米国株は停滞モード:株高後のガス抜きか調整か
9月入りした日経平均株価の急騰を横目に、米国株は比較的停滞した動きとなりました。NYダウ平均は9月10日まで5営業日続落、S&P500種株価指数は4日続落しました。
図表1は、ダウ平均の100日移動平均線と200日移動平均線の推移を示したものです。昨年の11月以降、ダウ平均は100日移動平均線を下値支持線とした強気相場を維持してきましたが、今週100日移動平均線を下回りました(14日)。
このような停滞は、強気相場が続くなかで、「ガス抜き」として想定される範囲内の動きです。ただ、当面の下値目途とみなされてきた100日移動平均線を下回ったことで、リスク要因の顕在化次第では、次の節目として3万4千ドル程度まで調整する余地もありそうです。

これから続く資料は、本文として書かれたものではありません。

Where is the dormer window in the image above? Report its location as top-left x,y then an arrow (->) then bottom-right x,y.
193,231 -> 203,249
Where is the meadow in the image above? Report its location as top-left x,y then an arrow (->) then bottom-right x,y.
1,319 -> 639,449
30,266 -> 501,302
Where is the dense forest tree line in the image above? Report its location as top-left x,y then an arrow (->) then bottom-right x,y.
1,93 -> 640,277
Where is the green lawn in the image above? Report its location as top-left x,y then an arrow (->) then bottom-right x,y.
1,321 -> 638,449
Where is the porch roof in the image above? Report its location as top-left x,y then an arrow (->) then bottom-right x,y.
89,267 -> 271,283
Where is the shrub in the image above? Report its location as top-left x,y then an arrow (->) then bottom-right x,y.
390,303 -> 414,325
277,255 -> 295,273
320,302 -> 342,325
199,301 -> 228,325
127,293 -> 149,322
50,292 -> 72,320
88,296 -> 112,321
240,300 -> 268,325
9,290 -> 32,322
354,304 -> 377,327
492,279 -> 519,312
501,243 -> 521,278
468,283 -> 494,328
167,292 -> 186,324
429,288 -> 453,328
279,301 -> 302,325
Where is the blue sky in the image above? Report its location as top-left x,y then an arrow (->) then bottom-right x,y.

ファンダメンタルズ面では、デルタ株の感染拡大で景気回復を妨げる兆候が出ている一方、15日に発表された9月のニューヨーク連銀製造業指数は、新規受注と出荷を中心に市場予想を上回りました。感染再拡大が続く場合、短期的にせよ消費活動や企業業績に影響を及ぼすリスクに注意が必要です。
14日に発表された8月のCPI(消費者物価指数)は、前年同月比+5.3%と物価圧力の高止まりを示しましたが、市場予想をやや下回りました。このため、「緩和的金融政策は暫く続く」との見方から、長期金利(10年国債利回り)は1.3%前後で安定しています。過剰流動性の持続と長短金利の低位安定は総じて米国株を下支えする要因と考えられます。